I’m going to be giving a talk/tutorial at PyDataLondon 2016 on Friday the 6th of may, if your in London that weekend I would recommend going, there are going to be lots of interesting talks, and if you do go please say hi.
My talk is going to be a hands on, on how to build a pong playing AI, using Q-learning, step by step. Unfortunately training the agents even for very simple games still takes ages and I really wanted to have something training while I do the talk, so I’ve built two little games that I hope should train a bit faster.
This a version of pong with some of visual noise stripped out, no on screen score, no lines around the board. Also when you start you can pass args for the screen width and height and the game play should scale with these. This means you can run it as an 80×80 size screen(or even 40×40) and save to having to do the downsizing of the image when processing.
This is an even kinder game than pong. There is only the players paddle and you get points just for hitting the other side of the screen.
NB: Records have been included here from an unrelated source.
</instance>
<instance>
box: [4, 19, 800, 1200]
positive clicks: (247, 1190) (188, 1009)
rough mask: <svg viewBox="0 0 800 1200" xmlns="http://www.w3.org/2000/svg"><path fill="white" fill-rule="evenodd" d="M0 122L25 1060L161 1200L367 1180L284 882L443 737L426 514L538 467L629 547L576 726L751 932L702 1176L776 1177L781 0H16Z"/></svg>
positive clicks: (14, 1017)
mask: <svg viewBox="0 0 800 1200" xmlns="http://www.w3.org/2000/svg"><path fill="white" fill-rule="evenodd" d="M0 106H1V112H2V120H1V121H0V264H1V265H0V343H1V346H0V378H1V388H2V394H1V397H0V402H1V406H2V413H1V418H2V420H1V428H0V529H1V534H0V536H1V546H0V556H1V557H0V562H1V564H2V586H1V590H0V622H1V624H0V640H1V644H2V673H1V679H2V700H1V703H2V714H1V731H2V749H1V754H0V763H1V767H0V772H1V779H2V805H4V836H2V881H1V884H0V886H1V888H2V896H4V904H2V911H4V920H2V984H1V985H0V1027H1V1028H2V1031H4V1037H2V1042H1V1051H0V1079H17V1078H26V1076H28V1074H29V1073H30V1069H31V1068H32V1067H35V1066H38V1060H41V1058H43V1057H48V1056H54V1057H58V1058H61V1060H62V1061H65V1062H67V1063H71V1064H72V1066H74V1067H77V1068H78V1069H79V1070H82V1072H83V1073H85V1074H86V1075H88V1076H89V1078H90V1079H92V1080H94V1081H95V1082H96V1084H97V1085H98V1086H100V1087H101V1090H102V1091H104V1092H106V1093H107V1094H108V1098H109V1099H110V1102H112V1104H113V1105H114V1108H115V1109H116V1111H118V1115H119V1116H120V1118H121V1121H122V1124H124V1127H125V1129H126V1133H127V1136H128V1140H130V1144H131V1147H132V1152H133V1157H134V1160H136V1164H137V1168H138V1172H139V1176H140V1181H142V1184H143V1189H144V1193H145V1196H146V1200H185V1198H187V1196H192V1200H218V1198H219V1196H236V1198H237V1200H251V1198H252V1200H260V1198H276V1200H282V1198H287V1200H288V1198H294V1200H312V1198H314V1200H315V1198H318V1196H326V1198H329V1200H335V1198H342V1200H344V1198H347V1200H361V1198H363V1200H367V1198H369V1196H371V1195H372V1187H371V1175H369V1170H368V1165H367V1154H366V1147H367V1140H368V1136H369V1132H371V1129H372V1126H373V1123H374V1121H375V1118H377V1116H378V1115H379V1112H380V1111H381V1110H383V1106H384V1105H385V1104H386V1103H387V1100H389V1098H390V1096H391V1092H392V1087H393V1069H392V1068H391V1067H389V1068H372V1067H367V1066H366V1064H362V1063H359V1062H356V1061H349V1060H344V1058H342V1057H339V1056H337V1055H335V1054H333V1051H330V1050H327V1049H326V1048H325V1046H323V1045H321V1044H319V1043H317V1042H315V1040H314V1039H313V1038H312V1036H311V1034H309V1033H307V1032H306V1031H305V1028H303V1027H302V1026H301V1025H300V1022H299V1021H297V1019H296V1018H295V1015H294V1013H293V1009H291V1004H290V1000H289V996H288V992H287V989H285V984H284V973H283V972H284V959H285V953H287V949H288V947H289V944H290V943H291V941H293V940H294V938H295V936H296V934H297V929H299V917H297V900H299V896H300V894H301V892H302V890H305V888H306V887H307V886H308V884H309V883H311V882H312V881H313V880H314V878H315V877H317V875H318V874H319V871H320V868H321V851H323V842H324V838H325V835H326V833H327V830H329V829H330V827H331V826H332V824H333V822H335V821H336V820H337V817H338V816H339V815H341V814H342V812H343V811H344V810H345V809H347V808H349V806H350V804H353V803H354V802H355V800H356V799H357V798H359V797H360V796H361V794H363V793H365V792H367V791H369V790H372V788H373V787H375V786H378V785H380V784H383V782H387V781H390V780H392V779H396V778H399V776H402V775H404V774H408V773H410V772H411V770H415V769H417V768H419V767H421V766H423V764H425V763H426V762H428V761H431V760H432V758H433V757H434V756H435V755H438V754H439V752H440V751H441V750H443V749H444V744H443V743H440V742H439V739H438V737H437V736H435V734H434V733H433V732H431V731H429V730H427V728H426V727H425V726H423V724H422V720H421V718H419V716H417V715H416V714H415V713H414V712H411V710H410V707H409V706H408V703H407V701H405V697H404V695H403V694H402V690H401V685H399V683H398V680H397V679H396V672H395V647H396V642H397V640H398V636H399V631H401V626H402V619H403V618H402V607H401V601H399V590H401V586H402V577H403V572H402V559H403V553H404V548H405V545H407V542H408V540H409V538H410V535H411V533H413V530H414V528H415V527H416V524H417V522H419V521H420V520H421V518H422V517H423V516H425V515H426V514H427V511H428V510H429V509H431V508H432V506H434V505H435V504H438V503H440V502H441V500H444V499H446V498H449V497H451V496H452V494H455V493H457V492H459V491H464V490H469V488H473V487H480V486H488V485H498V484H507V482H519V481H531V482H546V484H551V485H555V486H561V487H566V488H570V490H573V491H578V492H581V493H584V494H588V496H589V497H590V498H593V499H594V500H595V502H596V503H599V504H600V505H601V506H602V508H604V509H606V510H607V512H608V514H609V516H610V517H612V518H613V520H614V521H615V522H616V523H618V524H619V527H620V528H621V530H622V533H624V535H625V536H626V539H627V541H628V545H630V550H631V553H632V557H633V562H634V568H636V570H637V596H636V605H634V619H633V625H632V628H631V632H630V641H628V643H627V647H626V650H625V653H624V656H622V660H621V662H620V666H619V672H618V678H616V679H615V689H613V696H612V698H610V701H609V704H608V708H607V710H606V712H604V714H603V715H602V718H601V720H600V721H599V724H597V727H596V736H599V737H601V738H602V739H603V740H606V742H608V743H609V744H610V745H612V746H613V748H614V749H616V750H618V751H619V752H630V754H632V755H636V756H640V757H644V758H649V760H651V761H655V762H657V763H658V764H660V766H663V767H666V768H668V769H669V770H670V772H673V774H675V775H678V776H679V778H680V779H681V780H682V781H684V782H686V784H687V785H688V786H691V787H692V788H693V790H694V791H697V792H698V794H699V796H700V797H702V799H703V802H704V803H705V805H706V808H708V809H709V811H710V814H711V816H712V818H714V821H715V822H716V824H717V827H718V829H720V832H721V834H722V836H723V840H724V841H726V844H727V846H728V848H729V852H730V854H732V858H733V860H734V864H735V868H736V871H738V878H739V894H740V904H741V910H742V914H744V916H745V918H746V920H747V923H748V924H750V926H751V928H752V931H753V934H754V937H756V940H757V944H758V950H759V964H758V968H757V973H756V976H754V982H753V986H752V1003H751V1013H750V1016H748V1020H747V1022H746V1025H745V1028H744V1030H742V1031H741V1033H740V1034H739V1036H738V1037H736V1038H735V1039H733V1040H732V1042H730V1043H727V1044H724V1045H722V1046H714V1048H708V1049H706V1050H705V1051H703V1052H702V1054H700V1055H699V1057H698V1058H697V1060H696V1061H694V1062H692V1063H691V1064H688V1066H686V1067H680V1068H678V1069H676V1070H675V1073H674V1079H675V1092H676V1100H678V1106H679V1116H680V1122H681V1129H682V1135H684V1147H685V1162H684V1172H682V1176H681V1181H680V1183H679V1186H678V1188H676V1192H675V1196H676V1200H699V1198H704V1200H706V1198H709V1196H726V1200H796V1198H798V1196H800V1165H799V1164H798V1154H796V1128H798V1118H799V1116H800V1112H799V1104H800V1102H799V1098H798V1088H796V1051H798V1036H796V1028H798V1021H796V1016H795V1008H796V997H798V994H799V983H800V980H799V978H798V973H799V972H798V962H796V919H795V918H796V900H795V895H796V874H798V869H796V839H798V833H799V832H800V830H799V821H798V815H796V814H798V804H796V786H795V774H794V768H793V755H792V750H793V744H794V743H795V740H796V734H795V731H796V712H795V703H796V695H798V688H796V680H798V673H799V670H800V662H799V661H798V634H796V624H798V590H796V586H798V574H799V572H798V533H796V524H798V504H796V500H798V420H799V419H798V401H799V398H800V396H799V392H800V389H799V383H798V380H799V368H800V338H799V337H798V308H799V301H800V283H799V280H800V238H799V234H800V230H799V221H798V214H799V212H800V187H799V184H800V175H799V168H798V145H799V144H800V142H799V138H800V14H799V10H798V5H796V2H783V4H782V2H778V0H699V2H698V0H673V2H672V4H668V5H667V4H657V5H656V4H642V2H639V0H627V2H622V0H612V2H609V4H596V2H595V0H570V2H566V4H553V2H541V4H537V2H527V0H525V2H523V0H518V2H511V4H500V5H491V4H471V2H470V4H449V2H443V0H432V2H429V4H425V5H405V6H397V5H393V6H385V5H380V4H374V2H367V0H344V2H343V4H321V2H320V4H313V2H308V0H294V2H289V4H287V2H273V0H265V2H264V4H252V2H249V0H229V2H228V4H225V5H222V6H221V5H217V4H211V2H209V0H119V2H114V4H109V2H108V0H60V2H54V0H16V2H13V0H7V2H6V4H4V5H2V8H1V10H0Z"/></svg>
I’ve found that if you fiddle with the parameters you can start to see reasonable performance in the game with an hour of training(results may vary, massively). That said even after significant training the kinds of results I see are a some way off how well google deepmind report doing. Possibly they are using other tricks not reported in the paper, or just lots of hyper parameter tuning, or there are still more bugs in my implementation(entirely possible, if anyone finds any please submit).
I’ve also checked in some checkpoints of a trained half pong player, if anyone just wants to quickly see it running. Simply run this, from the examples directory.
It performs significantly better than random, though still looks pretty bad compared to a human.
Distance from building our future robot overlords, still significant.